Oh geeze…where do I start? Let’s move backwards…shall we? “Be ignited, or be gone…”–If you know me…you know that I have a fiery passion. If I had to sum up my life’s call in 5 words or less it would be these words. Ending this poem in this way I find hope in a seemingly hopeless situation. For me, it connotes that I still have enough to be ignited again. I need to find that which allows me to burn again fiercely and with sustenance. Or be gone…I couldn’t agree more…use it or lose it people.

It was this line: “Can one be passionate about the just, the ideal, the sublime and the holy, and yet commit to no labor in its cause? I don’t think so…” that pulled me in with gusto. As a passionate person, who just so happens to be ignited by justice and idealism for sure…sublimity…hmm, I supposed if I thought of the synonym transcendent then yes…my faith, my belief in God…sure I can be passionate about the sublime.  “Commit to no labor…” that phrase sits like a lump of mashed potatoes in my esophagus. 

Passion without an outlet?  What in the hell is that?  How do you respond to a call when the wires have been cut? (an aside…I can’t believe I just used an analogy of a wired phone line…LOL!)  How do you trust this so called “process” and believe that your energy, spirit, passion will be tapped and used for good in this world?  Be ignited or be gone…commit to no labor…I don’t think so. 
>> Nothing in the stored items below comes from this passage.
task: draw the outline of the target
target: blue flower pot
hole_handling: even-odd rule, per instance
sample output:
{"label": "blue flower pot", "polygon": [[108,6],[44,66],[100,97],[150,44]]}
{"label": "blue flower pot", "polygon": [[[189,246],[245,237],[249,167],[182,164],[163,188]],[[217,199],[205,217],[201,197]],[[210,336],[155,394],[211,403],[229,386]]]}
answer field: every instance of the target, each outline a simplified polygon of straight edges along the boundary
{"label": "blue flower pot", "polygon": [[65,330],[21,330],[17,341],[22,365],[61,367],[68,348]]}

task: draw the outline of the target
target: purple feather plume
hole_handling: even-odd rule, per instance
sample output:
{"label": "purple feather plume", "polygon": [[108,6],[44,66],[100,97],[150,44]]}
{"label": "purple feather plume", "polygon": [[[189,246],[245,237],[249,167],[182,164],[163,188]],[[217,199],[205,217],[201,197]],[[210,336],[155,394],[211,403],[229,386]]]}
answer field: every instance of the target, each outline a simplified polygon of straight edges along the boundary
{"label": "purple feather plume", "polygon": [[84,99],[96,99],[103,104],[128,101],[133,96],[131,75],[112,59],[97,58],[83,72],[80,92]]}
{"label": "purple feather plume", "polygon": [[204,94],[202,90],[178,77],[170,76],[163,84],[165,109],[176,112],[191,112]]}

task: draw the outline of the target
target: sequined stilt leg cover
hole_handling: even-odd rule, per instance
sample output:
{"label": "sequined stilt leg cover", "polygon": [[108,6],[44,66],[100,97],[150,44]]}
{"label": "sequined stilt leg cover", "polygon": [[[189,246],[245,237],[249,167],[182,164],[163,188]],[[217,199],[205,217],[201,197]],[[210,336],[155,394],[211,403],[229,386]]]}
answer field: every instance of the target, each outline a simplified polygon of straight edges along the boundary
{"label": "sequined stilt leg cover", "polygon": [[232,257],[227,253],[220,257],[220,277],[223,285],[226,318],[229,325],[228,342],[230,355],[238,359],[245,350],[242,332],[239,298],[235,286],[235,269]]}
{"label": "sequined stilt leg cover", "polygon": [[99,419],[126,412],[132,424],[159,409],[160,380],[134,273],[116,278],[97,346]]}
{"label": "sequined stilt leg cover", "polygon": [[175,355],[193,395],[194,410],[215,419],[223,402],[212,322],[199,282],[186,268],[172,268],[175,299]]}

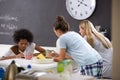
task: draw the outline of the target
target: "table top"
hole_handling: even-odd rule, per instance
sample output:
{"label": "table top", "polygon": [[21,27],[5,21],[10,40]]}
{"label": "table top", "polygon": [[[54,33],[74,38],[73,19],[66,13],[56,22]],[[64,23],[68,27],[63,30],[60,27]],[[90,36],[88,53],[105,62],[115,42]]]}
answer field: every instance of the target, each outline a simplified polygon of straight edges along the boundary
{"label": "table top", "polygon": [[[16,62],[17,66],[21,66],[21,67],[24,67],[24,68],[27,68],[27,66],[30,64],[32,66],[32,69],[34,69],[34,70],[46,70],[46,69],[57,67],[57,62],[53,62],[53,63],[50,63],[50,64],[37,64],[37,63],[33,63],[32,60],[26,60],[26,59],[23,59],[23,58],[0,60],[0,66],[7,67],[13,60]],[[41,78],[42,77],[40,77],[40,79],[38,79],[38,80],[43,80]],[[50,78],[52,78],[52,76]],[[50,78],[49,78],[49,80],[50,80]],[[52,80],[53,80],[53,78],[52,78]],[[71,80],[79,80],[79,79],[95,80],[95,78],[93,78],[91,76],[80,75],[79,71],[77,73],[72,74],[72,79]]]}
{"label": "table top", "polygon": [[26,60],[24,58],[1,60],[0,66],[7,67],[13,60],[16,62],[16,65],[18,67],[24,67],[25,69],[27,68],[28,65],[31,65],[32,69],[35,70],[45,70],[45,69],[57,67],[57,62],[52,62],[48,64],[38,64],[38,63],[34,63],[32,60]]}

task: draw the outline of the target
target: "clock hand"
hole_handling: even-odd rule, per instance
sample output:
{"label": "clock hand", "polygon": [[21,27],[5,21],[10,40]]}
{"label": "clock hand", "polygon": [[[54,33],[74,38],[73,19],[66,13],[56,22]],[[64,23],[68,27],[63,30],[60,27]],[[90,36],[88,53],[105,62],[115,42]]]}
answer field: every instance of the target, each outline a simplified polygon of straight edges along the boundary
{"label": "clock hand", "polygon": [[85,3],[81,3],[81,4],[83,4],[84,6],[87,6],[87,4],[85,4]]}
{"label": "clock hand", "polygon": [[[78,2],[80,2],[79,0],[78,0]],[[80,6],[80,4],[78,4],[78,7]]]}
{"label": "clock hand", "polygon": [[[83,0],[82,0],[83,1]],[[79,0],[78,0],[78,2],[80,2],[80,4],[83,4],[84,6],[87,6],[87,4],[85,4],[85,3],[83,3],[83,2],[80,2]],[[78,7],[80,6],[80,4],[78,4]]]}
{"label": "clock hand", "polygon": [[78,7],[80,6],[80,4],[78,4]]}
{"label": "clock hand", "polygon": [[79,1],[79,0],[78,0],[78,2],[79,2],[79,4],[78,4],[78,7],[79,7],[79,6],[80,6],[80,4],[82,4],[82,1]]}
{"label": "clock hand", "polygon": [[[84,1],[84,0],[82,0],[82,1]],[[80,4],[82,4],[82,1],[79,1],[79,0],[78,0],[78,2],[79,2],[78,7],[80,6]]]}

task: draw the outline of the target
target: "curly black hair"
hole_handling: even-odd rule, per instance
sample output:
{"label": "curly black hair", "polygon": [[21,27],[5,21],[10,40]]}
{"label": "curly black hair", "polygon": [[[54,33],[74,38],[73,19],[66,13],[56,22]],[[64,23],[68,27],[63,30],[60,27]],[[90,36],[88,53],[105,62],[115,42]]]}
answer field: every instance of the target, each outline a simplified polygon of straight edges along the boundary
{"label": "curly black hair", "polygon": [[16,30],[13,34],[13,40],[18,43],[21,39],[26,39],[29,43],[33,42],[33,34],[27,29]]}

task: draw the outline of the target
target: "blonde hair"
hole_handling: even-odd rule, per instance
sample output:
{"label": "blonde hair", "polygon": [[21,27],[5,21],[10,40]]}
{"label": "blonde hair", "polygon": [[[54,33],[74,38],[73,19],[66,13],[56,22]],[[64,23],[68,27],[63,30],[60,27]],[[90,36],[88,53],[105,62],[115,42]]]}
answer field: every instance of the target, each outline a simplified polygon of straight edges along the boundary
{"label": "blonde hair", "polygon": [[108,49],[108,48],[112,47],[111,42],[103,34],[98,32],[89,20],[81,21],[80,24],[79,24],[79,27],[85,29],[87,42],[92,47],[94,47],[94,39],[93,39],[94,36],[96,36],[102,42],[102,44],[105,48]]}

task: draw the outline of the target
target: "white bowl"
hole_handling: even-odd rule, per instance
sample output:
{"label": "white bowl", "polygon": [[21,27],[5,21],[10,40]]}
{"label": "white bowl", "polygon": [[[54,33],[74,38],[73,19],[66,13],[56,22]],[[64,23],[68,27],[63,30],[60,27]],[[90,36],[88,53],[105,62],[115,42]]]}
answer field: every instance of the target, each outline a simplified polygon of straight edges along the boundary
{"label": "white bowl", "polygon": [[54,60],[52,58],[37,59],[36,57],[33,57],[32,61],[33,61],[33,63],[38,63],[38,64],[49,64],[49,63],[54,62]]}

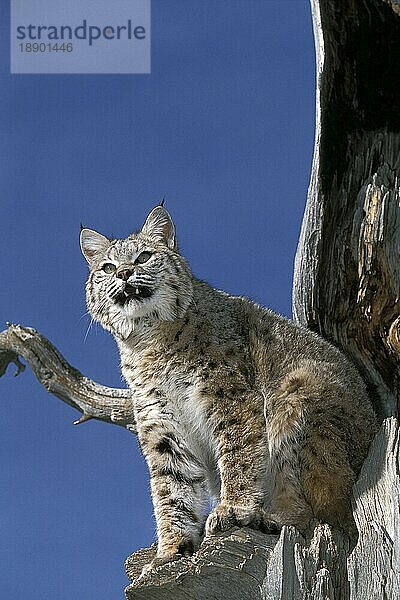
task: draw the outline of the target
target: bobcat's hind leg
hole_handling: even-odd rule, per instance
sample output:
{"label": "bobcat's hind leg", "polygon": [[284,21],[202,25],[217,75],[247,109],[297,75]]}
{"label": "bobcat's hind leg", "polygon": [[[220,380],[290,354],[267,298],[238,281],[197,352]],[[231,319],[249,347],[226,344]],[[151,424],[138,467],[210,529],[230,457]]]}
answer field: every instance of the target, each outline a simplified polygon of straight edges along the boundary
{"label": "bobcat's hind leg", "polygon": [[309,364],[288,375],[270,399],[271,518],[305,534],[315,520],[354,534],[351,424],[342,395],[333,378]]}
{"label": "bobcat's hind leg", "polygon": [[305,431],[304,394],[294,377],[287,377],[275,393],[266,396],[266,423],[270,455],[270,513],[280,528],[294,525],[306,534],[313,519],[301,481],[299,453]]}
{"label": "bobcat's hind leg", "polygon": [[356,474],[344,442],[336,436],[329,438],[329,433],[318,428],[304,444],[300,454],[303,493],[318,521],[338,527],[354,543],[358,534],[351,493]]}

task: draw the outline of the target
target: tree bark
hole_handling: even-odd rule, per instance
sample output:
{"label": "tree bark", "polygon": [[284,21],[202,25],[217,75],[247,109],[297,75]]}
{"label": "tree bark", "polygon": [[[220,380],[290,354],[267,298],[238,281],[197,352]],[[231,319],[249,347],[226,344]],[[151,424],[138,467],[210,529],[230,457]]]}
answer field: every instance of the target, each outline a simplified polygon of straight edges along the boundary
{"label": "tree bark", "polygon": [[[312,1],[316,138],[294,318],[340,345],[396,415],[400,351],[400,11]],[[399,5],[397,5],[399,9]]]}
{"label": "tree bark", "polygon": [[[383,420],[354,489],[359,530],[319,525],[311,541],[236,529],[136,581],[155,547],[126,564],[128,600],[395,600],[400,589],[400,4],[311,0],[317,53],[312,175],[295,261],[293,314],[358,365]],[[135,431],[128,390],[95,384],[40,334],[0,334],[0,375],[23,356],[83,413]]]}

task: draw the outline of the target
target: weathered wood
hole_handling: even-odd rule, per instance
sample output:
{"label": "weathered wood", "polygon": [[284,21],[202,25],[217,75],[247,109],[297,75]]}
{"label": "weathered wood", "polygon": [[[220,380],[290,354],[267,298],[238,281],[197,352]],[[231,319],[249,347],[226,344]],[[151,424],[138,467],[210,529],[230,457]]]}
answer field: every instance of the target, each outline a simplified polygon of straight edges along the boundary
{"label": "weathered wood", "polygon": [[397,414],[400,18],[382,0],[313,0],[317,124],[293,312],[339,344]]}
{"label": "weathered wood", "polygon": [[355,486],[360,537],[348,560],[352,600],[400,596],[400,430],[387,419]]}
{"label": "weathered wood", "polygon": [[0,376],[12,362],[17,365],[15,375],[21,373],[25,366],[20,356],[48,392],[82,412],[76,424],[99,419],[136,431],[130,390],[95,383],[72,367],[35,329],[10,325],[0,333]]}
{"label": "weathered wood", "polygon": [[[231,600],[262,599],[262,584],[276,536],[236,529],[203,542],[191,558],[159,567],[146,579],[126,590],[128,600]],[[155,553],[149,549],[133,554],[126,563],[128,576],[135,580]]]}

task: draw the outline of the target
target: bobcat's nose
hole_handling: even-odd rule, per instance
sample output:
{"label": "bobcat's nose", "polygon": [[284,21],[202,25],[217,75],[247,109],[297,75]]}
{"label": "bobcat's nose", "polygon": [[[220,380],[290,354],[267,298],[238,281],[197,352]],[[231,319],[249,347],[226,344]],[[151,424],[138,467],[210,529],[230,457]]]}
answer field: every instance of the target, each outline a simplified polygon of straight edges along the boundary
{"label": "bobcat's nose", "polygon": [[119,277],[119,279],[122,279],[123,281],[128,281],[132,273],[133,269],[128,269],[127,267],[120,267],[119,269],[117,269],[117,277]]}

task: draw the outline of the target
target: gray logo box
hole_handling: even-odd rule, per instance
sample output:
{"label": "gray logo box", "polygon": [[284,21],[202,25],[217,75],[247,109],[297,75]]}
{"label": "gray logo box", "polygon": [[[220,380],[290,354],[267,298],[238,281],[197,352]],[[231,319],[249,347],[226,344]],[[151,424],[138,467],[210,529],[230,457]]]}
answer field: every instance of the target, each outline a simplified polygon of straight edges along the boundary
{"label": "gray logo box", "polygon": [[150,0],[11,0],[11,73],[150,73]]}

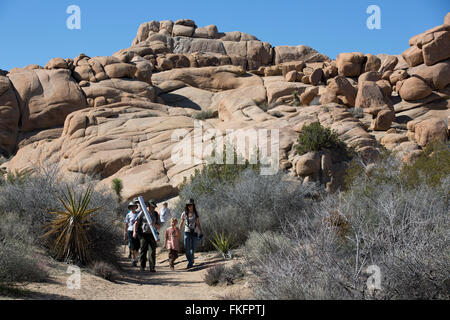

On the afternoon eve of my 32nd birthday, I struggle with not being able to commit to an outlet to which/whom I belong—at least one with integrity.  I identify my fire…it may be burning embers, but it still has energy potential.  I’m stuck though, ignited or be gone…more work to do…Happy 32!   real.truth.experience.joy

Out of Retirement–the Virgin Post

Welcome to from my inside…out!

I recently retired from writing a blog I had (www.onefunnunslife.blogspot.com) since 2007.  The blog began entitled: Religious Life Rocks…The Adventures of One Fun Nun and then shifted in 2010 to Inner Excavation: Journey of I AM.  I began writing to give an account of what it was like to be a 20-something nun in today’s world. 

My life’s path has shifted; thus, the blog needed to also, so I retired.  Thanks so my loyal and faithful reader’s lamenting…I’ve decided to start fresh and try it again!  Here it goes…

What can you expect from my inside…out?

As my tag line indicates: real. truth. experience. joy.; really…this is it.  I’ll share what I think and what I experience…the good the bad and the ugly.  It is real, for me…all of the writing is from my perspective, from my inner truths…out.  I nor this blog are affiliated with any organization…it’s just me. J

It’s always my goal to post at least 2 times per month…sometimes it’s more frequently, sometimes I just can’t get there.

I truly hope you enjoy from my inside out…and that you find it to be a source of interest, inspiration, and who knows?